Sur les conclusions à fin d'injonction :
12. L'exécution du présent arrêt n'implique pas nécessairement que le préfet des Yvelines délivre à M. A...un certificat de résidence portant la mention " vie privée et familiale ". En revanche, il y a lieu, en application de l'article L. 911-2 du code de justice administrative, d'enjoindre à cette autorité de réexaminer la demande de M. A... dans un délai de trois mois à compter de la notification du présent arrêt et de lui délivrer, durant la nouvelle instruction de cette demande, une autorisation provisoire de séjour. Il n'y a pas lieu, dans les circonstances de l'espèce, d'assortir cette injonction d'une astreinte.
Sur les frais liés au litige :
13. Il y a lieu, dans les circonstances de l'espèce, de mettre à la charge de l'État une somme de 1 500 euros au titre des frais exposés par M. A...et non compris dans les dépens.
D E C I D E :
Article 1er : Le jugement n° 1708681 du Tribunal administratif de Versailles du 3 avril 2018 et l'arrêté du préfet des Yvelines du 17 novembre 2017 sont annulés.

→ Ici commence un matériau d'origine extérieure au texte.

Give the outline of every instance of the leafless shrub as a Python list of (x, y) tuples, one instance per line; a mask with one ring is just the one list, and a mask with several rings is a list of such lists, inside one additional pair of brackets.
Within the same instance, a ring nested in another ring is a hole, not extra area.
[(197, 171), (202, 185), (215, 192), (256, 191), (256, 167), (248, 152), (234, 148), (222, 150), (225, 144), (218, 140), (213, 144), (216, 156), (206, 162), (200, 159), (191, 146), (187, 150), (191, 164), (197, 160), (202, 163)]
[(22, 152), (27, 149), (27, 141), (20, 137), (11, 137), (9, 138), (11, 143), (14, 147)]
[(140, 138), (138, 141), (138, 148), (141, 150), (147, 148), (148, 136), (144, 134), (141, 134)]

Article 2 : Il est enjoint au préfet des Yvelines de procéder au réexamen de la demande de M A... dans un délai de trois mois à compter de la notification du présent arrêt et de lui délivrer, durant ce nouvel examen, une autorisation provisoire de séjour.
Article 3 : L'État versera à M. A...une somme de 1 500 euros au titre de l'article L. 761-1 du code de justice administrative.